A mean value of F ST = 0.134 across all loci indicated significant genetic differentiation between populations, and F ST values across single loci varied from 0.09 to 0.19 (Table 2). These results agree with the expectation for a predominantly selfing annual plant. Cornille et al. (2016) reported F ST values of the same magnitude for pairwise genetic differentiation between their three clusters.

Bottleneck and founder events, gene flow events, and properties of the soil seed bank in connection with the great colonizing ability of C. bursa‐pastoris are another source of interpopulation genetic differentiation (Hurka, 1984, 1990).
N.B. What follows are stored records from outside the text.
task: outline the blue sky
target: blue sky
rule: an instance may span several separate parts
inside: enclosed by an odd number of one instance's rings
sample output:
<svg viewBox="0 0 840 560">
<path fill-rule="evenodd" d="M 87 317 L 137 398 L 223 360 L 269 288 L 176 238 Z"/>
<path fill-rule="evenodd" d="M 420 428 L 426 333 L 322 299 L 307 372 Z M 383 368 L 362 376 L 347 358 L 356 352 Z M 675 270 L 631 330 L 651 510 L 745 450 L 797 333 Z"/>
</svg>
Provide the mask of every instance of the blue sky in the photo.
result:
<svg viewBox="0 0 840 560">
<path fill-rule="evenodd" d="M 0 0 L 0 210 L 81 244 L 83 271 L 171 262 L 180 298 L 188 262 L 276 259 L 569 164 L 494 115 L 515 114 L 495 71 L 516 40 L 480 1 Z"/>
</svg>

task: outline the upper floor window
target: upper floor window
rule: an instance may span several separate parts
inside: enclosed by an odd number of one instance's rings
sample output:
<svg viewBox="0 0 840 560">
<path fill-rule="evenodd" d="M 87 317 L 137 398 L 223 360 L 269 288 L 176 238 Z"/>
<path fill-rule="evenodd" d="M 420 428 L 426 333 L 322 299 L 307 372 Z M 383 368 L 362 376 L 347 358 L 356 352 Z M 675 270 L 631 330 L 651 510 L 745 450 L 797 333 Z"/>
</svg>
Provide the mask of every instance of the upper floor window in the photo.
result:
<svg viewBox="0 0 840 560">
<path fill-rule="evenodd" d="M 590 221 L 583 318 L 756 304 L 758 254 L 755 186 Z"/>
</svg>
Below, the genetic differentiation pattern is further analyzed regarding the evolutionary and colonizing history of C. bursa‐pastoris.

4.2. Biogeography of genetic diversity

4.2.1. Worldwide distribution of alleles

To exclude possible sampling errors, we concentrated on the more common alleles to illustrate allele frequencies (Figure 1, Table S3). They are distributed worldwide indicating that all of the common alleles have been introduced from the native into the non‐native regions (Figure 1). Allozyme diversity in the native range is more pronounced in western Eurasia than in eastern Eurasia (Figure 1). Some of the allozymes are more or less evenly distributed throughout the world (Figure 1, Table S3), whereas frequencies of others varied conspicuously between the geographical regions (Figure 1, Table S3). Source populations are often located in Middle and Western Europe, in the circum‐Mediterranean region, in the Iberian Peninsula, and in the British Isles (Figure 1, Table S3). For details, see Results 3.1.

It appears that allozyme frequencies reflect, to some extent, the history of distribution areas. This is corroborated by the pairwise population F ST values between regions (Table 3). None of the values exceeds 0.15 supporting moderate differentiation between native and introduced ranges in general. Rather low F ST values between introduced and native regions (ca. ≤0.06) may indicate the main source regions. This is in good agreement with weed introduction history (see “Biological Expansion of Europe,” Crosby, 1986; regarding Capsella see Neuffer & Hurka, 1999 for North America; Neuffer et al., 1999 for South America; Harvey & Sonder, 1860 and Marais, 1970 for South Africa; Kloot, 1983 for Australasia).

Pairwise F ST values between the geographical regions within the native Eurasian range are mostly low (F ST < ca. 0.06) indicating considerable gene pool exchange between the regions. Remarkably, the genetic differentiation between the Iberian Peninsula (IBE) and all other Eurasian regions except the circum‐Mediterranean region (MED) is more pronounced (F ST > 0.09, Table 3). This can be explained by the geographical position of the Iberian Peninsula and the Pyrenean mountain chain making gene exchange with northern areas more difficult.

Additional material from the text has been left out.